SpamNet, di fatto, da prove eseguite per diverso tempo su account di posta particolarmente bersagliati dallo spam, di fatto funziona piuttosto bene, intercettando quasi tutti i messaggi indesiderati che arrivano nella casella postale. Ma è ovvio che una iniziativa di questo genere non può non suscitare una serie di interrogativi. In SpamNet, per la verità, c’è innegabilmente un po’ dello spirito originario di internet, la cui perdita sempre più progressiva è vista come un fatto negativo: si ottiene un risultato sulla base della collaborazione “distribuita” di una comunità di utenti, così come avveniva un tempo, quando la rete era patrimonio di pochi studiosi che si scambiavano le risorse.
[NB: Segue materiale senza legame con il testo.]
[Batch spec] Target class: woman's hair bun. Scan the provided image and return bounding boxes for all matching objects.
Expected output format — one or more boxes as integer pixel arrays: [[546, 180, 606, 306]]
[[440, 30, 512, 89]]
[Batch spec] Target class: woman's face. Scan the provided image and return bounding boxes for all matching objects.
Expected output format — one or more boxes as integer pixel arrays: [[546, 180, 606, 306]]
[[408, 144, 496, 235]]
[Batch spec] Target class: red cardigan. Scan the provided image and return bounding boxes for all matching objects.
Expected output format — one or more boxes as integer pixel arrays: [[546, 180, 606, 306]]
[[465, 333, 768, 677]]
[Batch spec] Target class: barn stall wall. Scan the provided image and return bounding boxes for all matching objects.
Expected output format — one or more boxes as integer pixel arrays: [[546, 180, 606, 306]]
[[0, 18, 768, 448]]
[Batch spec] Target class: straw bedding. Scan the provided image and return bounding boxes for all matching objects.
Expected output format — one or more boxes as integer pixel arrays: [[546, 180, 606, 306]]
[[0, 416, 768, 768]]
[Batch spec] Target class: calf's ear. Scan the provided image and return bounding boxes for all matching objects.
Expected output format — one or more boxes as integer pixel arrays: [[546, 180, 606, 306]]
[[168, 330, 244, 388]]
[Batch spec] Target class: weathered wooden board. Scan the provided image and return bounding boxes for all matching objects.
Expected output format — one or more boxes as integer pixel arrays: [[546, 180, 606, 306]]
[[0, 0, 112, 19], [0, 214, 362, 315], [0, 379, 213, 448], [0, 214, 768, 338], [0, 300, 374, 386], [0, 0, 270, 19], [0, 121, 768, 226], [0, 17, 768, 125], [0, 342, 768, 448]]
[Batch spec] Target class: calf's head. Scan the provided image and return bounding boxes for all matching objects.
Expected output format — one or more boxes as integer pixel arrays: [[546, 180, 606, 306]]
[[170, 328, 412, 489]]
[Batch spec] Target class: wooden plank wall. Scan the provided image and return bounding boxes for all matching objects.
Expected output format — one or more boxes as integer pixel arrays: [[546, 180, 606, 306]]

Purtroppo, però, oggi, proprio a causa del naturale, ma incontrollato, allargamento della comunità degli utenti, e del conseguente degrado della stessa, iniziative come queste possono anche portare a conseguenze spiacevoli.
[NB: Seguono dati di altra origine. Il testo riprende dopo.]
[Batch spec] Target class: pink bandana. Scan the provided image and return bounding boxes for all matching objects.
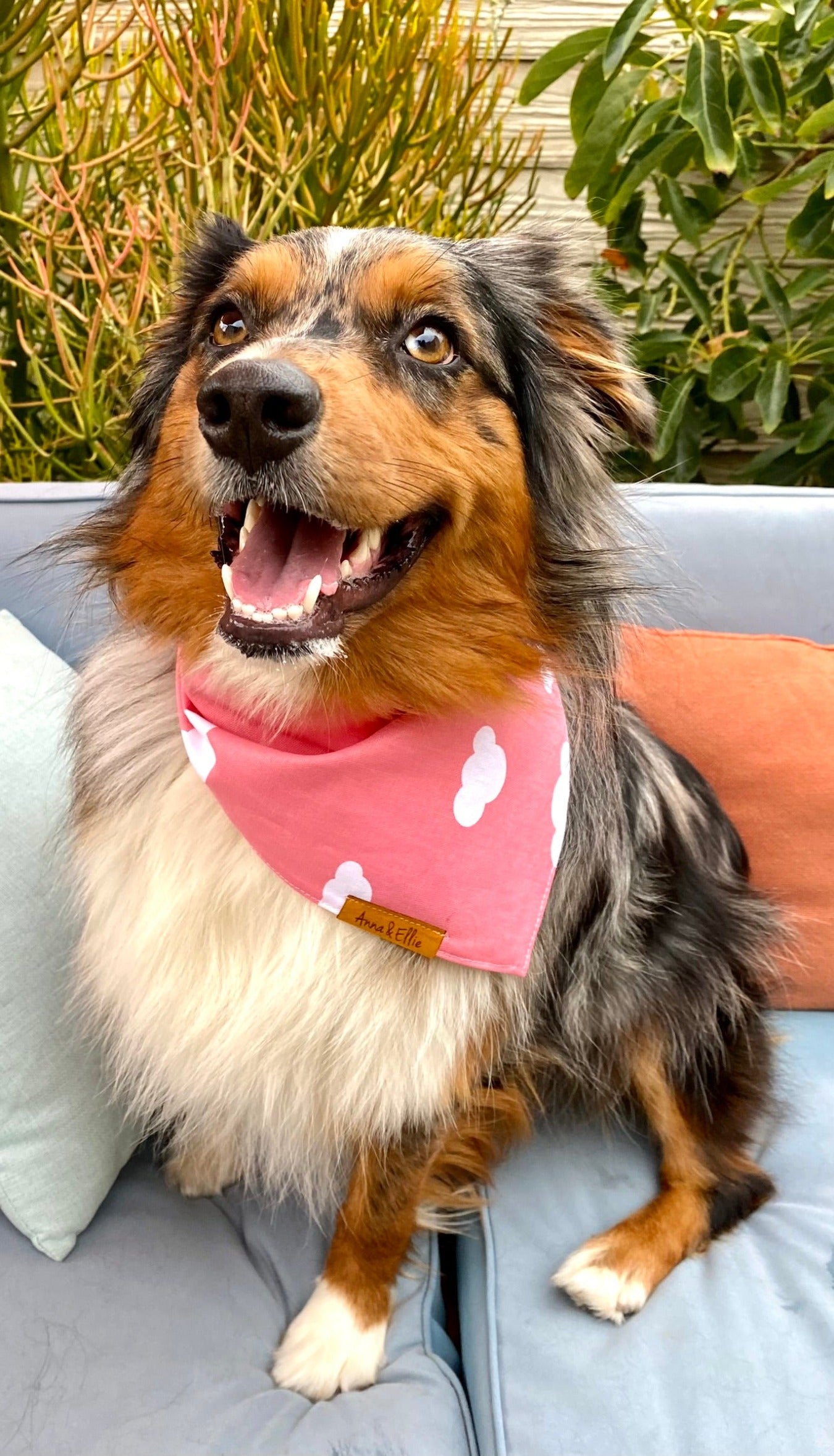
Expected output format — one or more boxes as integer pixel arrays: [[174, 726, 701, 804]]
[[176, 667, 569, 976]]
Innanzitutto, che cosa succede se un utente o addirittura una comunità di utenti decide di attaccare le caselle postali di un determinato dominio, marcandole tutte o per la loro maggior parte, come spam? La definizione verrebbe automaticamente trasmessa, senza intervento umano, trasmessa a livello di circuito con la conseguenza che il titolare delle caselle postali si verrebbe a trovare nell’impossibilità di inviare posta a tutti gli utenti di SpamNet con esiti magari anche dannosi o addirittura disastrosi. Ovviamente in questi casi si produrrebbe la responsabilità degli organizzatori dell’attacco, così come si produce nei casi di attacco hacker di tipo distribuito DOS, dove un gruppo di computer vengono craccati per mandare pacchetti al sistema vittima, in modo da immobilizzarlo e non renderlo più in grado di comunicare. Ma anche la stessa Cloudmark dovrebbe predisporre degli strumenti per ricevere le denunzie di coloro che si ritengono ingiustamente vittima di definizioni di spam, perché un intervento da parte della società gestrice rimane sempre l’unica strada per risolvere il problema alla radice. Per Cloudmark, inoltre, si pone un problema, evidentemente, di gestione di dati personali, quali gli indirizzi e-mail e gli header che raccoglie, e di trattamento degli stessi, anzi un problema di tipo principale, destinato a ripercuotersi notevolmente su coloro che si trovano a essere inseriti nei database di SpamNet. C’è insomma il rischio che l’approntamento di strumenti di interventi “diretti” sul campo possa dare luogo ad abusi e bisogna sperare che l’iniziativa sia in qualche modo istituzionalizzata e regolata in modo da garantire i diritti degli utenti onesti e corretti della grande rete.